Apple held its annual WWDC developer conference June 8–12, and it delivered something nobody expected it to pull off: a genuinely competitive AI assistant, rebuilt from the ground up with Google’s Gemini under the hood. At the same time, Apple opened the iPhone to rival AI models for the first time — you can now set Claude or ChatGPT as your default AI instead of Siri. And in the background, a brand-new developer framework called Core AI means your iPhone can run full AI models locally, without sending anything to the cloud.

That’s three massive shifts happening at once. And the ripple effects — for every app on your phone, every developer building software, and every company selling AI — are just beginning to land.

“Apple is done playing catch-up with AI. This is the biggest software moment for the company since the App Store.”

How Siri got a brain transplant

Let’s be honest: Siri has been a running joke for years. While ChatGPT and Google’s Gemini were having real conversations, booking restaurants, and writing code, Siri was still misunderstanding ‘Call Mum’ and opening the wrong app. Apple knew it. Users knew it. And when CEO Tim Cook walked on stage at Apple Park on June 8 — for the last time, since he’s handing over to hardware chief John Ternus in September — fixing Siri was the whole point.


So what changed?

Everything under the hood. The new Siri — branded simply as ‘Siri AI’ — is powered by a custom version of Google’s Gemini, a 1.2-trillion-parameter AI model that Apple pays Google roughly $1 billion a year to access.
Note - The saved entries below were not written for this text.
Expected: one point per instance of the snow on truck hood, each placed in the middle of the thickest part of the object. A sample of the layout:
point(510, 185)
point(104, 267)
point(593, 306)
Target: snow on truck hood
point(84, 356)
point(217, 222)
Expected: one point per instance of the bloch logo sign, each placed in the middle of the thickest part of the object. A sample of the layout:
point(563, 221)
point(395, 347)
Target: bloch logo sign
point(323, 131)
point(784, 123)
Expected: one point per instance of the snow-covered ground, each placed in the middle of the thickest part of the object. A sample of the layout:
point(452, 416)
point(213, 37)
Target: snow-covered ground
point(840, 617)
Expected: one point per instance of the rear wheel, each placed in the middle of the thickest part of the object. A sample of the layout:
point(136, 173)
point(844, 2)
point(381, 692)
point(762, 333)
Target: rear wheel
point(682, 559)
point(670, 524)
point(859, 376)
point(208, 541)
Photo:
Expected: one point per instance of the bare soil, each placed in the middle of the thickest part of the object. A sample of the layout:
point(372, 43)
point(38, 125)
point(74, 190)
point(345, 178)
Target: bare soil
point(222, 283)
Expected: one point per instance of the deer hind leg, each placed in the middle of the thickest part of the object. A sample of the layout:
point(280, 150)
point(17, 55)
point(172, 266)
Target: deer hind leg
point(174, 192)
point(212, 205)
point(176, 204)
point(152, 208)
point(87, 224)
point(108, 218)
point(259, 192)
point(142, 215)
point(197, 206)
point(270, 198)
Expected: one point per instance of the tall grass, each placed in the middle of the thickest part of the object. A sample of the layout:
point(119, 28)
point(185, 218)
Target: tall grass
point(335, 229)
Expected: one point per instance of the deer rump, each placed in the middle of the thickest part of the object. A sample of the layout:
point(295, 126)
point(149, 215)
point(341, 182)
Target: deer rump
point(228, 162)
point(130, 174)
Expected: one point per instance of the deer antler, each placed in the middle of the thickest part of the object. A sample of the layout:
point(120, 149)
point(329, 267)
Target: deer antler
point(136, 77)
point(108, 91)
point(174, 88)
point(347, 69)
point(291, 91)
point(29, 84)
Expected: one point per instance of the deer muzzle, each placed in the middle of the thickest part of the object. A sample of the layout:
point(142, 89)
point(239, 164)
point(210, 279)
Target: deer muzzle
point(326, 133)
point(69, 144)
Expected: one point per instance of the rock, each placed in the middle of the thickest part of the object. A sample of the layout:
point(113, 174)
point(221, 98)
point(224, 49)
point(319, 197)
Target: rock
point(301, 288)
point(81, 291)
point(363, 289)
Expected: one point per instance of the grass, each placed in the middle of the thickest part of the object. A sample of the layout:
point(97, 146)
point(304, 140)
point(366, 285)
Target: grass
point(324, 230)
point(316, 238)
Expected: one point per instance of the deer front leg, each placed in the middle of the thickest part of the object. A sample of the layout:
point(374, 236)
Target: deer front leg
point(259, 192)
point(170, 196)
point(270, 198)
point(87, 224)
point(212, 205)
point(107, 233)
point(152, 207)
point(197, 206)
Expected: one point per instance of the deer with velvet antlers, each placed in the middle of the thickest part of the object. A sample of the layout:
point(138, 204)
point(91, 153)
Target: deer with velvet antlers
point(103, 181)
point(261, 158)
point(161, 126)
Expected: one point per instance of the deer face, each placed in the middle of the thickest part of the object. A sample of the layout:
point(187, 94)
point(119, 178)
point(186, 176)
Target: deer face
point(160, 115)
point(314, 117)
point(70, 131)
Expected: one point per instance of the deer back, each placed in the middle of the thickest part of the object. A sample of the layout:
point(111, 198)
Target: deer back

This is the same underlying technology that powers Google’s own assistant, except Apple has tuned it specifically for its devices.

The practical difference is dramatic. Old Siri could barely remember what you said two sentences ago. New Siri can handle multi-step requests in one breath — ‘Check the weather in Kuala Lumpur this weekend, put Saturday’s forecast in a note, and share it with Iman’ — and actually complete all three steps. It can also see what’s on your screen and act on it, something competitors have done for a year but Apple is only now matching.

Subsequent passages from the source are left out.